The authority to forgive sin is based on what humans see of what is revealed by God to be directed for forgiveness, as described in John 16. When God forgives sin, that forgiveness is considered to be complete. “If we confess our sins,” says 1 John Chapter 1, “He is faithful and just to forgive us our sins and to cleanse us from all unrighteousness.”
When Jesus taught the disciples to pray, which is a prayer that is often repeated at Catholic mass, one phrase stands out quite poignantly: “Forgive us our sins as we forgive those who sin against us.”
The concept of infallibility for the papacy is therefore not based on the human, but the actual position that is being held. Conciliar theory is also based on the position of council within the Church and not the actual people who hold it. The problem with the implementation of this theory, however, is that it was originally created to hold the individuals in those positions to a level of accountability while wanting to retain power.
Is the Pope or the Papacy Really Infallible?

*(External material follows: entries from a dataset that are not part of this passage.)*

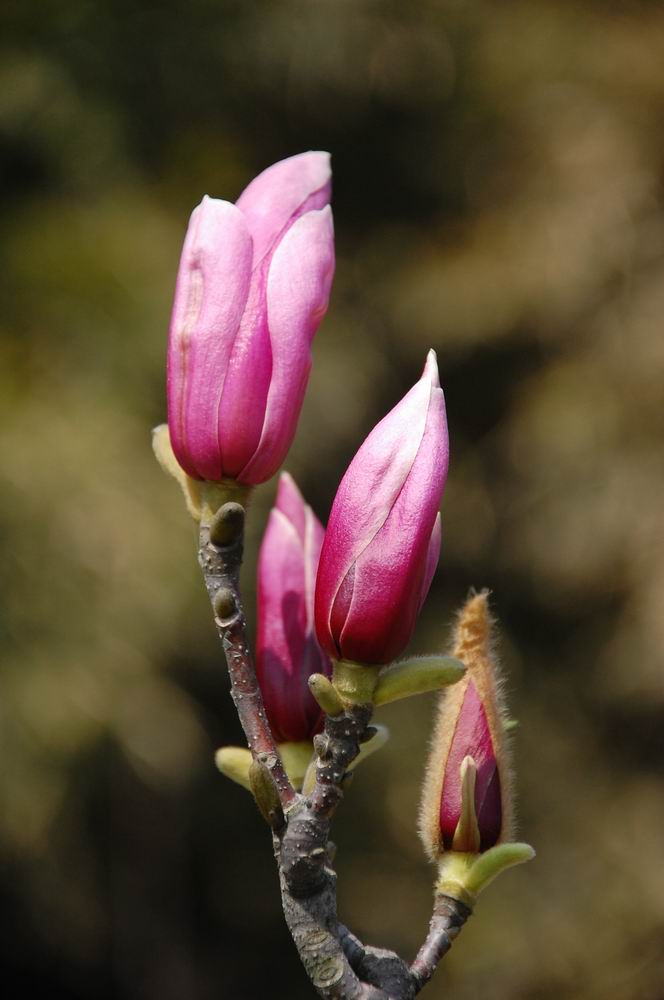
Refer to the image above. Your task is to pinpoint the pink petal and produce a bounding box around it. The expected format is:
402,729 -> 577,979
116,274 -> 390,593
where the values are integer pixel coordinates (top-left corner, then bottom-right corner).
418,513 -> 442,614
439,681 -> 502,851
336,375 -> 448,664
256,475 -> 331,742
239,207 -> 335,485
303,496 -> 326,634
236,151 -> 332,267
275,471 -> 307,543
167,197 -> 253,480
315,351 -> 447,662
215,272 -> 273,478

Church doctrine on infallibility are based on the promise that Jesus offered to Peter. What many do not realize is that infallibility was not dogmatically defined until the 19th century. It was often defended within the church and existed during the Middle Ages as a concept, but only grew in the wake of the Counter-Reformation.
The Church also argues that traditions and magisterium, not just scripture, help to define the dogma of infallibility.
Conciliar theory, at its core, looks to shift the center of power of the Roman Catholic Church from the papacy to the general council. Although doctrine has been defined to prevent this from actually happening, calls to review conciliarism will likely continue for as long as the Church continues to exist.